以上の二側面を踏まえて俺が言いたいのは、『異種族レビュアーズ』において、「政治的に公正か否か」は男女に対するものと異種族に対するものが全く反対方向を向いているということだ。具体的に言えば、男女に対してはインコレクトな一方で、異種族に対してはコレクトである。
ネット上での議論の噛み合わなさもこのあたりに起因しているものが多いように感じる。フェミニズム的な感覚を持つ側がクリムに対するホモフォビアを挙げて「ホモソーシャルで抑圧的な描写が酷い」と言えば、異種族に注目する側が「様々な種族の間に認め合いがある」などと反論することになる。その二つは両立するものであって、「『異種族レビュアーズ』は全体的に見ればポリティカルにインコレクトだ」とか、「いやいや、総合的に考えればコレクトだ」とかいう議論をすることにはあまり意味があるとは思われない。
その二つが共存していることを認めるべきだし、そこに天原の慧眼がある。

補足240:「フェミニズム的な感覚を持つ人」という語を選択したのは、ネット界隈で「フェミニスト」という語に原義から離れた余計なコノテーションが乗るようになってしまった(そういう意味で使っていると思われたくない)からだが、もう一つ別の理由として、「理論的にフェミニズムを理解しているか」と「実践的にフェミニストかどうか」は別のこととして分けた方が良いと思うようになったからというのもある。

補足241:俺は今このアニメが女性蔑視を大いに含んでいることを認めたが、その善悪はひとまず問題にしない。しかし、それは「女性差別的なアニメでも面白かったり新規性があったりすればよいのだ」と主張することを意味しない。単にその論点を一旦脇に置いて言及しないということだ。
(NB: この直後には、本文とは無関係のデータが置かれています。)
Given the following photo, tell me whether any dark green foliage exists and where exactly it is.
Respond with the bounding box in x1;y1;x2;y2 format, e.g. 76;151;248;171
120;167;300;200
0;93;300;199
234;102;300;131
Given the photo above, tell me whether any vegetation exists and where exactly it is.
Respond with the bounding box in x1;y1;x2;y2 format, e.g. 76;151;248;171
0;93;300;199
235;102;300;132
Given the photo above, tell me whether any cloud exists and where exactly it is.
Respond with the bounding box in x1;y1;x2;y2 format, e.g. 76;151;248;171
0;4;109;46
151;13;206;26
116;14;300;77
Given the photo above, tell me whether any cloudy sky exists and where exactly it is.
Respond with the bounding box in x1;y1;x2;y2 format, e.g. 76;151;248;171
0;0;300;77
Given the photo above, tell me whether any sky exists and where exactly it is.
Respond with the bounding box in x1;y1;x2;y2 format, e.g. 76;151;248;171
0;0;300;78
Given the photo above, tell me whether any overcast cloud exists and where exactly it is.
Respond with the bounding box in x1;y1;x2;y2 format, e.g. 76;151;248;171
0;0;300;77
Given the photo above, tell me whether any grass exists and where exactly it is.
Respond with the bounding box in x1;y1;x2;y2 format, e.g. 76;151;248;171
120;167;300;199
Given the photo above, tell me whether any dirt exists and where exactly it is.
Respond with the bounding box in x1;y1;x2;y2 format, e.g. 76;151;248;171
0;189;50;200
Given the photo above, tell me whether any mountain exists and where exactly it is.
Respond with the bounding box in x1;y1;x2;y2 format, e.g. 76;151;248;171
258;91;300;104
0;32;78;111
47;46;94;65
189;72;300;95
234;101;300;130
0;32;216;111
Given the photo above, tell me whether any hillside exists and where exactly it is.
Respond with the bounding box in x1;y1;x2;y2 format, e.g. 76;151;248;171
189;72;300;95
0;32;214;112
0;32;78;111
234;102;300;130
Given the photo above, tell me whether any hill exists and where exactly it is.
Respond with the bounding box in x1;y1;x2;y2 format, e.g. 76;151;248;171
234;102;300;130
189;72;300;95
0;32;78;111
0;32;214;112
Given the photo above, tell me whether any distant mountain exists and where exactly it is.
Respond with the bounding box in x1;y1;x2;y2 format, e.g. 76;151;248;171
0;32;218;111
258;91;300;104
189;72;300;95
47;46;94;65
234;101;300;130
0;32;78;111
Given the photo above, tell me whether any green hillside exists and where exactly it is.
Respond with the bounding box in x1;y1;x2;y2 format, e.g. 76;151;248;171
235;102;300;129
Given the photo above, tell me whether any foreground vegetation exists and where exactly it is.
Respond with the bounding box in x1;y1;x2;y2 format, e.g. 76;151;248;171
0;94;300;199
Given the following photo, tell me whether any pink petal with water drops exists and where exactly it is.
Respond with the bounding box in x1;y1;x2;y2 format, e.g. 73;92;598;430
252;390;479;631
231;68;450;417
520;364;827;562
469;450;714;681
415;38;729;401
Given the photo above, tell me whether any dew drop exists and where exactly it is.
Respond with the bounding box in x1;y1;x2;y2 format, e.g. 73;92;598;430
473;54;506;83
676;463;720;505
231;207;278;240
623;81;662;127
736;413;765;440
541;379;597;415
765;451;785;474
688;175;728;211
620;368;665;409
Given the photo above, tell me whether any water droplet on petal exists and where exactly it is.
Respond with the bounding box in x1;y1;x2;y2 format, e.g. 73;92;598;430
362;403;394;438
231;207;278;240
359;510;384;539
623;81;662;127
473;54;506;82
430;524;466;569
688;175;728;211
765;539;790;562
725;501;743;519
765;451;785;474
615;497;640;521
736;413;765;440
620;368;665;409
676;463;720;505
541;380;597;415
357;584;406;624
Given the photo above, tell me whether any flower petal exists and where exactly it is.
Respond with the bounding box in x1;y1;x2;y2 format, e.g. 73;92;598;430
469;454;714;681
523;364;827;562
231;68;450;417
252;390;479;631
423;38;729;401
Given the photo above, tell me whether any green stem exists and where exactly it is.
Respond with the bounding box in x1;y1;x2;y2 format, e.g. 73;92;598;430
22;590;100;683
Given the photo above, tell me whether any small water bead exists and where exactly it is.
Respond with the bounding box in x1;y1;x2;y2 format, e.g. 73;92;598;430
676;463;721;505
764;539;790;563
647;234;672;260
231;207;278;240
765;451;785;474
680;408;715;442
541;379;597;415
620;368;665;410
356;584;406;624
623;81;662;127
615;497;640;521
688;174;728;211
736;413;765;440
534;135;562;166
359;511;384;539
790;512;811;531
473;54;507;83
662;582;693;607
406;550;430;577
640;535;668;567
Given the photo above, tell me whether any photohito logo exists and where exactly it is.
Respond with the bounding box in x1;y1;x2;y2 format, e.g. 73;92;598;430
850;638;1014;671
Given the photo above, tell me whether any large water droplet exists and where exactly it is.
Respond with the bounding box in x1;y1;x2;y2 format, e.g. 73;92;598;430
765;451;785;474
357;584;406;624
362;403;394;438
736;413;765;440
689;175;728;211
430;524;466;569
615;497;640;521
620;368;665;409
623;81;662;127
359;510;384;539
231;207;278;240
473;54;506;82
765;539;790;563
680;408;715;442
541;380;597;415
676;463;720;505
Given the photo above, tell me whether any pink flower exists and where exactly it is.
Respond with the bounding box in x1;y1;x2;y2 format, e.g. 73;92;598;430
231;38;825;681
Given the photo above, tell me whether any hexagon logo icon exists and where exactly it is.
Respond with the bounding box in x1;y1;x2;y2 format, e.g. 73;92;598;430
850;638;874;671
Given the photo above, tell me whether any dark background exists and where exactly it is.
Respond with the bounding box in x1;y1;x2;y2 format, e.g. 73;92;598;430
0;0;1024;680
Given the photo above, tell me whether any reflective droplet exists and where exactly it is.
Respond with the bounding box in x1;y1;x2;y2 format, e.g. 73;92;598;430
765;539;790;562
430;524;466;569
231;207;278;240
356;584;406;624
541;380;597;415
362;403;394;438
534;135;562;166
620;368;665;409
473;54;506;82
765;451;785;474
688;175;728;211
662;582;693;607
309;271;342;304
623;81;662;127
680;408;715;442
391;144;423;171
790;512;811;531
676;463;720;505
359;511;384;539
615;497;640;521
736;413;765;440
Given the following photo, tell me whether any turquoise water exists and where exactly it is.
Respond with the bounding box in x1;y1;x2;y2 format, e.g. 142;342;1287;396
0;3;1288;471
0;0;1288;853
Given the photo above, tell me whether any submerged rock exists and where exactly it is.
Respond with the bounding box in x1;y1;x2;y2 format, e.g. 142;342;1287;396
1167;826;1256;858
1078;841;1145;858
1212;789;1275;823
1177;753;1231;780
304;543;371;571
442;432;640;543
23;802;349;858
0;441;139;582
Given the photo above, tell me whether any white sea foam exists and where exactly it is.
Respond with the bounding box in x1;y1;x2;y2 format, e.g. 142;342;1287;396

例えば我々は新しい品種のバナナを見ると「結局そのバナナは美味いのか不味いのか」ということばかり気になってしまうが、そう聞いた相手が植物の系統樹について研究している生物学者だった場合、彼は「いま我々は味を問題にしていない」と答えるかもしれない。それと同じで、俺は今アニメ内における性差別的な表象について取り上げたが、「結局それは善いのか悪いのか」という質問に対しては、「いま俺は善悪を問題にしていない」と答える。

この食い違いを踏まえると、天原の慧眼は「異種族というフィクション特有の存在をそのまま描くことを認め、その多様性を現実にある人種や男女関係の表象として解釈しなくてもよい」と指摘した部分にある。天原はフィクションをフィクションとして語る嗅覚を持っているということだ。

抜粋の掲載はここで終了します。